I caught the brief eye contact between my parents and knew they were wondering the same thing. Since my return a few years ago to Orthodox Judaism, they've been tiptoeing around my religious observance, which is basically the same as theirs. But there are nuances, like this one.
“I won't be long,” I said, not answering Liora's question, ignoring the inner voice that said she was right. I headed for the hall closet and my coat.

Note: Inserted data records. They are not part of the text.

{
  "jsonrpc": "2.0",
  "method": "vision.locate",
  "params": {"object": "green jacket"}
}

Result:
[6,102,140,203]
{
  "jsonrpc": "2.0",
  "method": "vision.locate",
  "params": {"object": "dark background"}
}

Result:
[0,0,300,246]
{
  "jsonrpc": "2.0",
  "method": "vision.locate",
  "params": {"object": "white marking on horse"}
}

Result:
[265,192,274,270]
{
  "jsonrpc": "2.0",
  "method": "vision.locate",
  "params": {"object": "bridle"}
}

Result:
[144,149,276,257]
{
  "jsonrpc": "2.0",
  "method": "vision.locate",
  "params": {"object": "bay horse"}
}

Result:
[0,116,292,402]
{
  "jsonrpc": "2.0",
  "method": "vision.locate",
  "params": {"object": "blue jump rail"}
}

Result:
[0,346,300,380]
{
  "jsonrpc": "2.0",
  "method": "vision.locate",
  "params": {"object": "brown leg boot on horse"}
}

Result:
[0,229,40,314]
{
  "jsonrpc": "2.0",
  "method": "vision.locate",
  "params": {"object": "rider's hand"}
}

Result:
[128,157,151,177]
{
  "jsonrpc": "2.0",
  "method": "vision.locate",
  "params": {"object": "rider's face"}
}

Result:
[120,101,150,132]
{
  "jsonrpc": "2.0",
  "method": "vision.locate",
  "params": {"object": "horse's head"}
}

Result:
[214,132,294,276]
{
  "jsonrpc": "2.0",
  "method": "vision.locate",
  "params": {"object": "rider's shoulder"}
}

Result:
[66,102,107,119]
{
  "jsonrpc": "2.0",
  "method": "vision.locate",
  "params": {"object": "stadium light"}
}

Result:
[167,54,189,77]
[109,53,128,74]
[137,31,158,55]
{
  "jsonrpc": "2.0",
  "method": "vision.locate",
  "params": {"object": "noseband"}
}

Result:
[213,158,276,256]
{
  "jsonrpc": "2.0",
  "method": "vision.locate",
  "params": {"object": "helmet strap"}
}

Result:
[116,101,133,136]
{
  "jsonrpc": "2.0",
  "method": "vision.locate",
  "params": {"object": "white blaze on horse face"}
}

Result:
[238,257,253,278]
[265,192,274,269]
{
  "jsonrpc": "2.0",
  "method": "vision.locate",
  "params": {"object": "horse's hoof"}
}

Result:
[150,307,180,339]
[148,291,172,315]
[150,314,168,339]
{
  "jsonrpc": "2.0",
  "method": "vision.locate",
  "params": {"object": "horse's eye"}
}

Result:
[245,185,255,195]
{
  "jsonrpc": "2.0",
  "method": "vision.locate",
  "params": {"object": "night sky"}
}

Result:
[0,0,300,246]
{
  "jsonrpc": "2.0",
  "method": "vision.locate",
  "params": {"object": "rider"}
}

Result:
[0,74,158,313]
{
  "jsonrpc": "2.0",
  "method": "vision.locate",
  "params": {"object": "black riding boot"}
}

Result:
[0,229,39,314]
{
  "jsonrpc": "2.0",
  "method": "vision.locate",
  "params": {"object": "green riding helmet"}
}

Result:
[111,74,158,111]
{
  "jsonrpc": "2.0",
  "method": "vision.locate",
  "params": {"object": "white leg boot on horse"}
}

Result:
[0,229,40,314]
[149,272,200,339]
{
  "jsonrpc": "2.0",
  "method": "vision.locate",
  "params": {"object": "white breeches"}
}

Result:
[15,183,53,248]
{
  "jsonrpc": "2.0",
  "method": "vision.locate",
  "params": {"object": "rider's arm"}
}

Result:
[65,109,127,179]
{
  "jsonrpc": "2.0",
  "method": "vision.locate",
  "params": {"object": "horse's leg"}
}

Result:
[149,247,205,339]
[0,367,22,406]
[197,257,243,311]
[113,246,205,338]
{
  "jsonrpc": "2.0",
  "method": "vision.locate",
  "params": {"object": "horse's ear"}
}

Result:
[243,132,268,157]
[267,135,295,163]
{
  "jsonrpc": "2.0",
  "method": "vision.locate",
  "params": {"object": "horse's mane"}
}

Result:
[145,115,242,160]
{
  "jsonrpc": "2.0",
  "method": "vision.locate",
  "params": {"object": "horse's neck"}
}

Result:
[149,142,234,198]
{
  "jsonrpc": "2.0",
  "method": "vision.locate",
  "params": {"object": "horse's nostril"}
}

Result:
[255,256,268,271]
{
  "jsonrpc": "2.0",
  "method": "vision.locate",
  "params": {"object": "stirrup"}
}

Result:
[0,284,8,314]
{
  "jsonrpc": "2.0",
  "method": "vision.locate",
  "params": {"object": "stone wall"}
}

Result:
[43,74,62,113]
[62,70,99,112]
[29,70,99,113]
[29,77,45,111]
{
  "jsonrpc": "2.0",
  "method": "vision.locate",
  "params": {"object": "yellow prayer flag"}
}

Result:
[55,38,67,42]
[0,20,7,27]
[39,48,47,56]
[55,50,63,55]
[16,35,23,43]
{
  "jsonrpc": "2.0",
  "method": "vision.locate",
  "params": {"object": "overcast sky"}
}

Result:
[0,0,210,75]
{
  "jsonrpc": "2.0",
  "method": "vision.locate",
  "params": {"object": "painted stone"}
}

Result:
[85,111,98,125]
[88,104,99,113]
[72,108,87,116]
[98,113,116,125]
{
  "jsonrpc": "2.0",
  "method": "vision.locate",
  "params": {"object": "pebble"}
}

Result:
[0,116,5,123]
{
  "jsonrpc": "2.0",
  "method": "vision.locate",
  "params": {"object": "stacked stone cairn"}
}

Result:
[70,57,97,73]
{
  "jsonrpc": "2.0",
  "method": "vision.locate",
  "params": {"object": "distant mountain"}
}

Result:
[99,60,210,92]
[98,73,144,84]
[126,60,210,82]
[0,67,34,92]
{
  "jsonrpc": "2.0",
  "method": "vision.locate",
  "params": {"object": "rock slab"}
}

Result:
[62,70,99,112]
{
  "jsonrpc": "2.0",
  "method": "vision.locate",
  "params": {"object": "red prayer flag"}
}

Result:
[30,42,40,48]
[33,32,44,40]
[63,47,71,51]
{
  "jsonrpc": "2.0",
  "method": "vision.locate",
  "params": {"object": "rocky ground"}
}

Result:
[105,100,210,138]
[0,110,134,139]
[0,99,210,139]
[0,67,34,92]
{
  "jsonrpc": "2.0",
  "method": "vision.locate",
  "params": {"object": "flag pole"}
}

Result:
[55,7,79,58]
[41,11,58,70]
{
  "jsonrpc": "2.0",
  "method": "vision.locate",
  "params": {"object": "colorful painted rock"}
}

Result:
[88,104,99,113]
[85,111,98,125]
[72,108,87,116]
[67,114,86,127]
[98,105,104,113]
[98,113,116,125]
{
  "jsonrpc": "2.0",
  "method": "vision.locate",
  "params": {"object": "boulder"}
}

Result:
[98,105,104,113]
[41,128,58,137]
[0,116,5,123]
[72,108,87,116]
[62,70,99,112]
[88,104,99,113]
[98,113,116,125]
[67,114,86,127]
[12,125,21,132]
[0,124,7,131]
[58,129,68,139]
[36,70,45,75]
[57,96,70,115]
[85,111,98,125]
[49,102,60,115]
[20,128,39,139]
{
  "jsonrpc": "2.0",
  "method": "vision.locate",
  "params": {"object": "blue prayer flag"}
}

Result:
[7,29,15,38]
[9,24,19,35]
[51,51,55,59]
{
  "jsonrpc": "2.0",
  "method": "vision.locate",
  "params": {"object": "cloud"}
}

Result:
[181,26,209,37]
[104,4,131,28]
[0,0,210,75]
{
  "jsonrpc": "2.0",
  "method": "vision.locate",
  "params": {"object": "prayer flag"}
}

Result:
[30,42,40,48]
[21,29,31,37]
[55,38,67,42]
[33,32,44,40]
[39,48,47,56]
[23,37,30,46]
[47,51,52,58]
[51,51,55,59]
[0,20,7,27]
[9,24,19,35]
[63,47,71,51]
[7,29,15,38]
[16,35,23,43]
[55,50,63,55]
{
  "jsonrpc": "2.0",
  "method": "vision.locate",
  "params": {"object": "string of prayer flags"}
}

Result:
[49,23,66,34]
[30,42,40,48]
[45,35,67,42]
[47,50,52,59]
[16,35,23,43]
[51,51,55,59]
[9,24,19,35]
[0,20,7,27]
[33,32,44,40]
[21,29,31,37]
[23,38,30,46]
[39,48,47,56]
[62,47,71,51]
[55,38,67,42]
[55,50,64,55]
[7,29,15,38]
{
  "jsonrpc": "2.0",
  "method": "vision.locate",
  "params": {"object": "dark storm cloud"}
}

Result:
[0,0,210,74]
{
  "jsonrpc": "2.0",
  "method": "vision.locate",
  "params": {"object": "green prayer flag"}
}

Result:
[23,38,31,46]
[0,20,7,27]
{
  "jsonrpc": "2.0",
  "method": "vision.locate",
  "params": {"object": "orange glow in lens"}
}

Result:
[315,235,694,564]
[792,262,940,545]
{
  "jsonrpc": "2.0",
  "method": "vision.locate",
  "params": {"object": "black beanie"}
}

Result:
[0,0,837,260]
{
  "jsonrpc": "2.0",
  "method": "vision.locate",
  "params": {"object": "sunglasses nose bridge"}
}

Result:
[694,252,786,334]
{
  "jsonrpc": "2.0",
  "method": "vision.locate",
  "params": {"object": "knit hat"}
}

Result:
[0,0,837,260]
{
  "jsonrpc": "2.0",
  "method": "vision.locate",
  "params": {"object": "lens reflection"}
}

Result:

“Go with Molly, Noah,” my dad said. “I don't want her walking alone at night.”
“How come you didn't ask
me
?” Joey said.
It was Margaret Reston's house.
I'd never witnessed a fire. I'd written a book about a torched church and interviewed the surviving victims—some disfigured, all emotionally scarred. I'd seen news coverage of fires and their devastation and had found the scenes frightening. But news coverage doesn't transmit the awesome, mesmerizing power of the fire that had engulfed the Fuller house, or the ominous, crackling sounds, or the acrid smoke that made my throat burn and my eyes water. I raised the collar of my jacket over my nose and mouth.
Neighbors were in the street, on the sidewalk. Some, like me, wore coats over their robes. I saw a few yarmulkes, a few women with scarves covering their heads. I looked around and found Tim Bolt. He was wearing a heavy black sweater and had covered his mouth with a black shawl.
I left Noah talking to someone he knew and walked over to Tim. “Do they know what happened?”
For a second he didn't recognize me. Then he did. “You drove Professor Linney here.”
I nodded. “Molly Blume.”
He returned his attention to the house. “A neighbor on the other side called it in. They think it may be arson. How did the bastard know no one was inside? Or that the fire wouldn't spread?” The glow of the fire illuminated his fierce glare and created a halo around his head.
Fire has its own drama. We watched and listened in silence as firefighters directed wide arcs of water at the burning house. After half an hour the blaze seemed under control, although fugitive flames leapt here and there.
Catch me if you can.
Night made it hard to see the damage.
“I'd better go,” Tim said with reluctance. “I told my wife I'd be a few minutes, and I've been here two hours.”
Minutes later—it could have been ten, it could have been twenty—a fireman entered the house. A while later he emerged from the front entrance. He walked over to another fireman and pointed toward the house.
The second fireman accompanied him back inside. A few minutes later they returned. The second man walked over to a firefighter standing near the fire engine cab. Now
he
pointed to the house and shook his head.
I made my way to the fire engine.
The man near the cab had a phone at his ear.
I moved closer.
“. . . told by all the neighbors that the house was empty, and there was no sign anyone was inside,” he said into the phone. He paused, listening. “An old man.”